The Collection Control API allows developers to turn VTune's tracing on and off from within an application's source code. This is extremely useful as it allows you to only collect information about a particular region of interest (e.g. function or module) within a much larger code-base that would otherwise generate extremely large trace files or impose too much of a tracing overhead if the whole execution were traced. The itt-python package provides three functions pause(), resume(), and detach() that permit pausing, resuming and finishing tracing respectively. A typical use for them is illustrated in the itt-python documentation:
import itt # ... uninteresting code (not profiled) itt.resume() # ... very interesting code (profiled) itt.pause() # ... boring stuff again (not profiled) itt.resume() # ... interesting code (profiled) itt.detach() # ... uninteresting code like writing output (not profiled)

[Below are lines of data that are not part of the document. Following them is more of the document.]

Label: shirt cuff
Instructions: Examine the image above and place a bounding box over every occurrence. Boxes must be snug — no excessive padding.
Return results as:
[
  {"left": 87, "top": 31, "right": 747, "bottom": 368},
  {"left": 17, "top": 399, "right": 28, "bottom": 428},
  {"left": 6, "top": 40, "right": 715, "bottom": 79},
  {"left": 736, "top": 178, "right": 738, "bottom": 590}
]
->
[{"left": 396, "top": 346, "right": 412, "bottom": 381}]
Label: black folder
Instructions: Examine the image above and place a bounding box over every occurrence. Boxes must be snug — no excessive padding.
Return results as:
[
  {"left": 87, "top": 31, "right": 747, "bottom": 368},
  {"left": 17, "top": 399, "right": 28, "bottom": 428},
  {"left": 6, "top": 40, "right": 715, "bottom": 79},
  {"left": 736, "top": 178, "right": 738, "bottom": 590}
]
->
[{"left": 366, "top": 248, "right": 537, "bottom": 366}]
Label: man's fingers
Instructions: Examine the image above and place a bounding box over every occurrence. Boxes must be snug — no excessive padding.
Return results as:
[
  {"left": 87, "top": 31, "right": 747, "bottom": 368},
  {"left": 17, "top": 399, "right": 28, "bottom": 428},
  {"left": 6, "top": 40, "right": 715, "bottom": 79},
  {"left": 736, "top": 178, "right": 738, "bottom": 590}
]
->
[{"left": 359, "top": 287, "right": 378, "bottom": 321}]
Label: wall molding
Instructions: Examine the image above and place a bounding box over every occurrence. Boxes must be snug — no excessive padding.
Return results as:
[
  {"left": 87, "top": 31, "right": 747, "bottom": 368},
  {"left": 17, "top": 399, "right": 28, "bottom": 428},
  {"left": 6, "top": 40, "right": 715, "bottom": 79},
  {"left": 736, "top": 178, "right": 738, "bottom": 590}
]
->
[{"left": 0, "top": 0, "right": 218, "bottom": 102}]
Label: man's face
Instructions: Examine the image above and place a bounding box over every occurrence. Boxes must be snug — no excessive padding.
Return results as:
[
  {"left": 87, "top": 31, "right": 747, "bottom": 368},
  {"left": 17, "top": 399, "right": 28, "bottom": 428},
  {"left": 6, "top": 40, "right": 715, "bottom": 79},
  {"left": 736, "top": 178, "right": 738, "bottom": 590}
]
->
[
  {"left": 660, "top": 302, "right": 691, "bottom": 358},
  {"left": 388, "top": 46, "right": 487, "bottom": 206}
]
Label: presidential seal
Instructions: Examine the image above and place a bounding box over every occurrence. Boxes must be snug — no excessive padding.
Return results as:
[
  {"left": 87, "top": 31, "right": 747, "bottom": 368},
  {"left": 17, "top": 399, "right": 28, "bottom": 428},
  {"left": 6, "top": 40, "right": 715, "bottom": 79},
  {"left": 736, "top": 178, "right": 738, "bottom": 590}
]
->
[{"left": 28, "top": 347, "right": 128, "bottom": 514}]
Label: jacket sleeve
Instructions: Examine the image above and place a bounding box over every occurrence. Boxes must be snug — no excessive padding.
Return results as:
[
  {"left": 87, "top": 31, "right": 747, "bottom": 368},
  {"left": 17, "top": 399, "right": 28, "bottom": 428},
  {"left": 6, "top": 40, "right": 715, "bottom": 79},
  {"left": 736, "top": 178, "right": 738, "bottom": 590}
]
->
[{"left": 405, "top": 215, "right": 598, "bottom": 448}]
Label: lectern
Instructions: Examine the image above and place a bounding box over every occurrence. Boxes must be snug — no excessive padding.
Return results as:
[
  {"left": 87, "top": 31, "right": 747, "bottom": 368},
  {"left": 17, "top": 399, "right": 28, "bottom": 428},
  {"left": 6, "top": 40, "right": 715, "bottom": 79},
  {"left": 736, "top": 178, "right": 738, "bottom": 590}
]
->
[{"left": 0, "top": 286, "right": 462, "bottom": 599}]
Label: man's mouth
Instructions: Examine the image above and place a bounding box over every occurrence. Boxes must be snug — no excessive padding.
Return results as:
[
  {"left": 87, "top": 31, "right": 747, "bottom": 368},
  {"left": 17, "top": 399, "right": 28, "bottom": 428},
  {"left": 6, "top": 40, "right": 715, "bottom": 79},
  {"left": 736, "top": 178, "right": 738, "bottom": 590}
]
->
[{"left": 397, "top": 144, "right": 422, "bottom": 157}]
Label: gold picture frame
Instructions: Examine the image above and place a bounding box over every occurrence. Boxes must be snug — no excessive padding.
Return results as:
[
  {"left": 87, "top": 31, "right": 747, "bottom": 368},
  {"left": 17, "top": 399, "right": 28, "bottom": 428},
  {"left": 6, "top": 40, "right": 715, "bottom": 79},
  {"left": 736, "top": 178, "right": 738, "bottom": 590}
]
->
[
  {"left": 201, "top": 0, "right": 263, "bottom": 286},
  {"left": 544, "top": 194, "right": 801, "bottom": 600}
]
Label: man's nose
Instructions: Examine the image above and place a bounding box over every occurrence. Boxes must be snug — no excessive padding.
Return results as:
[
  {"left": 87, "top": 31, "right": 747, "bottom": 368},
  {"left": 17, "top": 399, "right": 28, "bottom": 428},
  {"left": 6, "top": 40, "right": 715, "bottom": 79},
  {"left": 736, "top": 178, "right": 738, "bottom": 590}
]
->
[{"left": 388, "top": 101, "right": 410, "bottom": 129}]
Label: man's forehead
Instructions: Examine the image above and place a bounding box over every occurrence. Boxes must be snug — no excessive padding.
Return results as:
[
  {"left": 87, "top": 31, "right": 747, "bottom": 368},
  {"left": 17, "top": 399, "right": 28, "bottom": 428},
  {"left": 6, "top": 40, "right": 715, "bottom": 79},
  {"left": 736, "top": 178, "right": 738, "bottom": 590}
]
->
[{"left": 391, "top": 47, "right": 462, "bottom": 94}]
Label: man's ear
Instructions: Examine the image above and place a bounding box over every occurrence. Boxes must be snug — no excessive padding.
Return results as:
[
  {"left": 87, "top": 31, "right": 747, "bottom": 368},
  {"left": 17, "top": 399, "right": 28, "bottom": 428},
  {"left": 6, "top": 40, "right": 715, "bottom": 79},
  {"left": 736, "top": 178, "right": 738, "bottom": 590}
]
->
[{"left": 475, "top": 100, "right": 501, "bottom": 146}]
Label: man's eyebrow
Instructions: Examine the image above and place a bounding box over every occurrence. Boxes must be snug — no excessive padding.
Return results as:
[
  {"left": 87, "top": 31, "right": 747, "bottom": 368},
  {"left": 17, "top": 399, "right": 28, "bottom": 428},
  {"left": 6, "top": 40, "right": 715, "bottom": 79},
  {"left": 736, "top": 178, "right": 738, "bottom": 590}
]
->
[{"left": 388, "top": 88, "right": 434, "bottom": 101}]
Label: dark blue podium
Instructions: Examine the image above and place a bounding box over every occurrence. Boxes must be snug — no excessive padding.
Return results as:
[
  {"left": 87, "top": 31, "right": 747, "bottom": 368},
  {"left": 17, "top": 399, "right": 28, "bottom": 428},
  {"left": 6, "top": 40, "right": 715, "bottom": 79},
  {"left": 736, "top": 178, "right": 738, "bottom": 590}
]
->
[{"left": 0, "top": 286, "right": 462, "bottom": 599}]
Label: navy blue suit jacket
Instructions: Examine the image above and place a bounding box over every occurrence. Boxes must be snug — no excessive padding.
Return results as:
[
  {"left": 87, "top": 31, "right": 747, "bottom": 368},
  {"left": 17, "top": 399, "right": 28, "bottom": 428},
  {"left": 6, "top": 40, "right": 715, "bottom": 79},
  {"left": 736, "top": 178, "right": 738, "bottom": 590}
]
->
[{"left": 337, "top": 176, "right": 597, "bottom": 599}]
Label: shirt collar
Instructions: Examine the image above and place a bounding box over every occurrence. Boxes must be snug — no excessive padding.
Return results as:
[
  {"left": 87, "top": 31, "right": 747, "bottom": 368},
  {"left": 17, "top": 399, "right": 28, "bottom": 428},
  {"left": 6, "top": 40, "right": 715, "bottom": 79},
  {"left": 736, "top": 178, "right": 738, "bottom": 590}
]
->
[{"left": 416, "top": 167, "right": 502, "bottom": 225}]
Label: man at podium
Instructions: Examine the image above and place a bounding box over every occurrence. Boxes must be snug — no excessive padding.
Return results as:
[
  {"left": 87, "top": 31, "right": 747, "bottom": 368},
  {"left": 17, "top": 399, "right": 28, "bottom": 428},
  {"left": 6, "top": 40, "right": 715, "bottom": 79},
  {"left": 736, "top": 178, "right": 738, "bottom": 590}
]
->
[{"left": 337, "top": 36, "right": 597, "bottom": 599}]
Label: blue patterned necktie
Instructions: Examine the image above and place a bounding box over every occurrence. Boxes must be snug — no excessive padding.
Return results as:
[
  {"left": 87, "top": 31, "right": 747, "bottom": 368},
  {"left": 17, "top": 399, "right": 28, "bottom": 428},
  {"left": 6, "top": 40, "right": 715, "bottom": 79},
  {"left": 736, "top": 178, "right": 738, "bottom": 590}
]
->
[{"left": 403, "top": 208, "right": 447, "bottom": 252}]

The Task API allows users to annotate the timeline that VTune produces from tracing an application's execution with markers that identify when certain events in the source-code have occurred. To enable this, itt-python provides three functions: domain_create(name), task_begin(domain,name), and task_end(domain). Domains give names to groups of tasks which can be used to filter trace results to only show certain subsets of tasks. Tasks are named regions of code that will become visible on the timeline, and are also entities that can be analysed by VTune's performance metrics.
The screenshot shows VTune's visualisation of the trace of the sample code given in the Task API's documentation. Note how the timeline at the bottom shows red and blue markers at the top of the green bar to delineate the durations of tasks and subtasks – this is shown in more detail in the zoomed-in portion. The analysis metrics in the main pane have also been grouped at the task level.